The CEO Poll: Non-competes are fair game

CEOs say non-compete clauses are necessary to protect company secrets.

Business leaders give the federal mini-budget high marks.

When Mark Hurd, the recently fired Hewlett-Packard CEO, went to work for Oracle, HP sued him, arguing he would use his knowledge of the company’s business strategy against it. The dispute was resolved when Hurd agreed to waive his right to some severance stock units. Canadian CEOs are sympathetic with HP, and they believe that companies need to protect their secrets by asking certain employees to sign legal agreements that limit their ability to work for competitors.

In a recent Compas Inc. poll of business leaders, respondents agreed that non-compete clauses (in which an employee agrees not to take a similar job with a competitor) are necessary to protect secrets from being divulged. Despite the fact that the clauses can be difficult to enforce and can get in the way of employees finding new jobs, most felt that companies needed to protect themselves from having key employees jump to competitors. “These people are paid by the company, and it’s the company’s right to ensure secrecy from competitors,” said one CEO.

When executives were asked about the circumstances under which an organization should ask an employee to sign a non-compete, 93% said that staff with direct access to technical or trade secrets should be subject to an agreement. In regards to senior-level executives, 69% agreed that they should sign non-compete agreements. However, executives believe companies should pay for the privilege — 63% said employers should offer extra compensation for agreeing not to work for a competitor.

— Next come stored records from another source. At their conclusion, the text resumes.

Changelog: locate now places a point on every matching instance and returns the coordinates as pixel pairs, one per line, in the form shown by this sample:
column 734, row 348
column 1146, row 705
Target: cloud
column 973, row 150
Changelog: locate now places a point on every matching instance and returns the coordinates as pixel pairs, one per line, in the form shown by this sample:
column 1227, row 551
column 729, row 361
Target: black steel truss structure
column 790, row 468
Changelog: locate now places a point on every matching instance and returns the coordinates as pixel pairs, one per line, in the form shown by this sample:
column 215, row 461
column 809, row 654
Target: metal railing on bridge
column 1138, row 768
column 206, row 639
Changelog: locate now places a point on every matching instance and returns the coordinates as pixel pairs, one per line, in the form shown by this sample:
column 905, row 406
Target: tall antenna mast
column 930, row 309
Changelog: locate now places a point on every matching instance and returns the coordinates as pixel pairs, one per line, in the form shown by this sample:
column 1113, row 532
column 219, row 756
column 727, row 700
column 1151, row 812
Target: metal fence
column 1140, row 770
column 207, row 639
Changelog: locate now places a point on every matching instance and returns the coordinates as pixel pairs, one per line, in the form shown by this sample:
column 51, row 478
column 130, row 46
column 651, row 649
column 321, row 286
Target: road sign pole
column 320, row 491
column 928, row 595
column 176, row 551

According to the CEOs, non-competes are common — 70% said their companies and those they were familiar with used non-competes or similar agreements. “If an employee has trade or corporate secrets, he should be required to sign a non-competition clause, period,” said one CEO. “It is no different from an inventor creating an item that is owned by his company.” Of that 70%, 37% said those companies asked all significant employees to sign a non-compete contract. Another 18% of CEOs said just some of the significant employees were asked to sign, while 15% said it was only the senior staff who were required to sign.